I have a 1896 German Reichrevolver and can't find any 10.6mm ammo for it. I have read you can use a .44 russian ammo, is that true? Can anyone tell me anything about this revolver, or how to find some ammo?


----------



## denner

10.6mm German Ordnance

Notes: Primarily produced for the Models 1879 and 1883 Reichsrevolver (and therefore often called the 10.6 Reichsrevolver), this round was produced in that late 1800s period when it was felt that handguns were best made to fire high-caliber, low-velocity ammunition. This was because the gunpowders available at the time generally had less power than today’s ammunition, leading to the mistaken belief that it was best to make the ammunition to fire larger calibers. However, most firearms manufacturers had already begun to realize that such large calibers were unnecessary, and the 10.6mm German Ordnance round was essentially obsolete even as it was being introduced. The 10.6mm German Ordnance round is believed to be a development of the .44 Russian round.

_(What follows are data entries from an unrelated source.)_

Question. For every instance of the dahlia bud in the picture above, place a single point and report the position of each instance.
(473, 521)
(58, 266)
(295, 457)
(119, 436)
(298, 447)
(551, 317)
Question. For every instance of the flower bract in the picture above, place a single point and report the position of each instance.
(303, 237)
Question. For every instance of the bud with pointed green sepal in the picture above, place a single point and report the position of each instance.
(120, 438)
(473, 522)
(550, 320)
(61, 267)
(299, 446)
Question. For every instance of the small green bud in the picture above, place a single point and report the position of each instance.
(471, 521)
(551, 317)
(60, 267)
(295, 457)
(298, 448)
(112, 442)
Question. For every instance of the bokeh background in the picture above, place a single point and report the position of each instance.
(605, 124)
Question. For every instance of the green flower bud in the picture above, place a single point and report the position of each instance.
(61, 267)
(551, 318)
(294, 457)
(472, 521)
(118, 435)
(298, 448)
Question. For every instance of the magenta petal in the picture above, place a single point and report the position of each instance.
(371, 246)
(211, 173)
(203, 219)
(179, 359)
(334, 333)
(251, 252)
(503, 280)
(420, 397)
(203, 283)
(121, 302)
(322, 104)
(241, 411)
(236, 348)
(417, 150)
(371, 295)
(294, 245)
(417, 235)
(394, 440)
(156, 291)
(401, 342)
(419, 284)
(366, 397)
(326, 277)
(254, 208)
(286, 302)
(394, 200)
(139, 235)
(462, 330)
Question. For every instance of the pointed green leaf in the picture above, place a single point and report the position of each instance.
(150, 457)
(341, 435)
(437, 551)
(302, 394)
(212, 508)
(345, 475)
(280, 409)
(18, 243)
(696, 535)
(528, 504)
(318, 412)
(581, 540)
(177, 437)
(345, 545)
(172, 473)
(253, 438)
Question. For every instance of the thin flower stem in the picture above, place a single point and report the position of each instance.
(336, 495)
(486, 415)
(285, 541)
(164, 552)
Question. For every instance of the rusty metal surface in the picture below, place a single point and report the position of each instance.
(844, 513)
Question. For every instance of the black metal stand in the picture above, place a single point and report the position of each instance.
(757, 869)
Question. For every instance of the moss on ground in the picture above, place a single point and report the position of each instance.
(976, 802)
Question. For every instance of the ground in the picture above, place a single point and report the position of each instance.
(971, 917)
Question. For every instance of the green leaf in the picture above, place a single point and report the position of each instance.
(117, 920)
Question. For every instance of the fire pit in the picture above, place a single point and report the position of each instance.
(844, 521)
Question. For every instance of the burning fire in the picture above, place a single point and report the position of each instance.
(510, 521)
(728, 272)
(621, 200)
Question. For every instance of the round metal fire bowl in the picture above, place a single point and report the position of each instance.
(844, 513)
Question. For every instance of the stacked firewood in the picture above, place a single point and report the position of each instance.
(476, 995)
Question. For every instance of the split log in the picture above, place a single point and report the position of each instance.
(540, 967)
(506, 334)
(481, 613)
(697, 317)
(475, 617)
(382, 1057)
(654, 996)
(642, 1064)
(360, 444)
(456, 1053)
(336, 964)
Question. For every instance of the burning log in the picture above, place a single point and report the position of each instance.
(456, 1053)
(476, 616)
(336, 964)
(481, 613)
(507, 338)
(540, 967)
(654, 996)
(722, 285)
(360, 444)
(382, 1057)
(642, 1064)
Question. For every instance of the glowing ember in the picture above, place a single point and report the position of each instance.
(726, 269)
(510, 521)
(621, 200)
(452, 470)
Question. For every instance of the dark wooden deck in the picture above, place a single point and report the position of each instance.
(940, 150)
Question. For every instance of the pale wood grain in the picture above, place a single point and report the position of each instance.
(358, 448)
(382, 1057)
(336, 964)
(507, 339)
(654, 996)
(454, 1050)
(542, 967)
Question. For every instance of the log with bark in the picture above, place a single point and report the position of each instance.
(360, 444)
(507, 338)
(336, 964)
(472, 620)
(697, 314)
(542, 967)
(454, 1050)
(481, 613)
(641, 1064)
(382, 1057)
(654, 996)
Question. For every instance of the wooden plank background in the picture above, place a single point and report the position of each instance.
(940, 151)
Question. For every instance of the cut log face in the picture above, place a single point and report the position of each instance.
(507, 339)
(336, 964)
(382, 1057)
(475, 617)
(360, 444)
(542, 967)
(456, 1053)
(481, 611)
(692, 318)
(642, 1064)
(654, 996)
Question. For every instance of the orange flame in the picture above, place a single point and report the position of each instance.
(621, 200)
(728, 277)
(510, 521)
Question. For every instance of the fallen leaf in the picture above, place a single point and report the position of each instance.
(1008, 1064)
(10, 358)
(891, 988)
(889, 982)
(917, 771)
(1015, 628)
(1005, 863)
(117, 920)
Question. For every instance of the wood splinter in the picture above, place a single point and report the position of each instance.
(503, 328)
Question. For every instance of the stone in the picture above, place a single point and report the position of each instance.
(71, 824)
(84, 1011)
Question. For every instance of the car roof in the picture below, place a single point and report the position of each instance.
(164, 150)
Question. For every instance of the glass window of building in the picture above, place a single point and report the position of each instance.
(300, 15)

Other Names: 10.6mm Reichsrevolver (or Reichs Revolver), 10.6mm Service Ordnance, 10.55mm German

Nominal Size: 10.6x25mm

Actual Size: 10.43x24.64mm

Case Type: Straight

Weight: 1.85 kg per box of 100; Price: $67 per box

Magazines:


----------



## corbett_n

Thank you so much for that info, but do you know where I can get these rounds. A gunsmith worked on the gun and told me it was in firing condition, and I would really like to shoot it. If I do find rounds would they need to made with the low grade gunpowder like they were originally made, black powder, or modern powder. I just don't want it to blow up. I really appreciate any help. I will post a pic of the gun tomorrow.


----------



## denner

The great problem is that round was obsolete in the late 1800's and the last major commercial production of the round was in 1939. I saw an auction online bidding for 1 bullet as a collectors item and that bullet looked older than a civil war minnie ball. I don't know but you may have a collectors item on you're hands, but I don't believe you will find any ammo for it unless you track down relic collectors. I would likewise be carefull attempting to shoot the .44 Russian round until futher confirmation especially in a pistol that old designed to shoot black powder.


----------